Sebagai negara
hukum, Indonesia memiliki
kewajiban untuk menjamin kepastian hukum serta perlindungan terhadap hak-hak perdata
warga negaranya. Prinsip ini tidak hanya mencakup
penghormatan dan pemenuhan hak, tetapi juga akses terhadap keadilan yang efektif dan
efisien melalui sistem peradilan.
Salah satu prinsip mendasar
dalam sistem peradilan
di Indonesia adalah
asas peradilan yang cepat,
sederhana, dan berbiaya ringan. Asas ini dimaksudkan agar proses penyelesaian
sengketa tidak menjadi berbelit-belit, memakan waktu, atau membebani para
pencari keadilan.
Namun,
dalam praktiknya, sistem hukum kerap dimanfaatkan oleh pihak-pihak tertentu
secara tidak bertanggung jawab. Salah satu modus yang kini menjadi sorotan
adalah pengajuan gugatan dengan itikad tidak baik atau dikenal dengan istilah vexatious
litigation.
Baca Juga: Tips Memilih Klasifikasi Perkara Lingkungan Hidup di SIPP
Praktik
ini merujuk pada pengajuan gugatan ke pengadilan bukan untuk mencari keadilan,
melainkan untuk menyulitkan pihak lawan atau sekadar memberikan tekanan
psikologis.
Fenomena tersebut
kerap terjadi dalam proses konsinyasi dalam pengadaan tanah
untuk kepentingan umum. Dalam kondisi di mana terdapat
perbedaan pendapat antara
pemilik tanah dan instansi pemerintah mengenai besaran ganti rugi, pihak
ketiga sering melayangkan gugatan terhadap
penerima konsinyasi tanpa dasar hukum
dan fakta yang jelas. Tujuannya semata-mata untuk
menunda atau menghalangi pencairan ganti rugi.
Lebih
memprihatinkan, gugatan dengan motif demikian sering diajukan oleh pihak yang
memiliki kekuatan finansial dan posisi hukum lebih kuat, seperti korporasi,
terhadap individu atau masyarakat dengan pengetahuan hukum dan kemampuan
ekonomi terbatas.
Secara konseptual, vexatious litigation merupakan tindakan
hukum yang dilakukan tanpa dasar hukum yang sah dan tidak didukung oleh fakta yang
layak, semata untuk mengganggu atau merugikan
pihak lawan. Meskipun
istilah ini lebih
dikenal dalam sistem hukum common law,
praktik serupa juga muncul dalam yurisdiksi civil law seperti
Indonesia.
Meski belum terdapat
pengaturan eksplisit mengenai
vexatious litigation dalam peraturan perundang-undangan di Indonesia,
sejumlah putusan pengadilan telah mengakui keberadaan prinsip itikad baik dalam
pengajuan gugatan.
Salah satu contohnya dapat ditemukan dalam Putusan Mahkamah Agung No.

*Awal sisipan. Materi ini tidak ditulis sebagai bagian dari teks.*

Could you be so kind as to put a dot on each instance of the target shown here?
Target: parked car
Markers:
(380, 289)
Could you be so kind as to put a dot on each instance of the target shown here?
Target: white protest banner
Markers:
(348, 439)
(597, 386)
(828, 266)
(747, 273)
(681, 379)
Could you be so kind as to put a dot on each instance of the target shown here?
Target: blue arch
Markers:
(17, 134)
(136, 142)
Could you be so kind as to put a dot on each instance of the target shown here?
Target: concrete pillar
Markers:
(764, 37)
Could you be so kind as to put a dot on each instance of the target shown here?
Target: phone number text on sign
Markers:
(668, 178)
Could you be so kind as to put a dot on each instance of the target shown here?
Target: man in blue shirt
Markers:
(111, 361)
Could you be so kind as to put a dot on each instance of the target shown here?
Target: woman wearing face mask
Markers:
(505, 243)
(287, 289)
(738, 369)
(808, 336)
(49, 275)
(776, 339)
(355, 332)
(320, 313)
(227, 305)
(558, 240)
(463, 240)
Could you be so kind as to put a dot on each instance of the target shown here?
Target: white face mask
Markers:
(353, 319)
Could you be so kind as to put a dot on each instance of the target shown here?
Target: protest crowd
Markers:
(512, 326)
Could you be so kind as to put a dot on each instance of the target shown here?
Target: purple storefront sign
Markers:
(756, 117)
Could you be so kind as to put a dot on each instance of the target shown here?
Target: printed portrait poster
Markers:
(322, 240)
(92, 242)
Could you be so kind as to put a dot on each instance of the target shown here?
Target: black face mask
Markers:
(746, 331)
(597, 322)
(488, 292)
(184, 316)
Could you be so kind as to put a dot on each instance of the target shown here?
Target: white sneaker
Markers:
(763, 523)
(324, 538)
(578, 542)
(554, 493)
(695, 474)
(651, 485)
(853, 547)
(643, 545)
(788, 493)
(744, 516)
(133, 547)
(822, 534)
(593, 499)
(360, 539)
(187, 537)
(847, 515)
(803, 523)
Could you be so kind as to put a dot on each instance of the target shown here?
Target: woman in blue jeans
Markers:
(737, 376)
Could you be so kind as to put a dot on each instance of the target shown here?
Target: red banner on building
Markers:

769 K/Pdt/2015. Dalam pertimbangannya menyatakan bahwa gugatan yang diajukan
oleh penggugat telah dilakukan tanpa itikad baik karena memanfaatkan kebijakan
tergugat yang telah menunjukkan iktikad baik dalam menyelesaikan sengketa.
Amar putusan tersebut menyatakan menolak gugatan penggugat seluruhnya,
sekaligus membatalkan putusan pengadilan tingkat pertama. Putusan
ini menegaskan pentingnya prinsip kejujuran dan itikad
baik dalam proses litigasi perdata.
Dengan demikian, meskipun
tidak secara langsung
diatur dalam undang-undang, praktik peradilan di Indonesia
telah menunjukkan bahwa gugatan yang diajukan tanpa
itikad baik dapat ditolak.
Putusan-putusan semacam ini dapat menjadi yurisprudensi atau rujukan bagi Hakim
dan praktisi hukum dalam menilai motif di balik suatu gugatan.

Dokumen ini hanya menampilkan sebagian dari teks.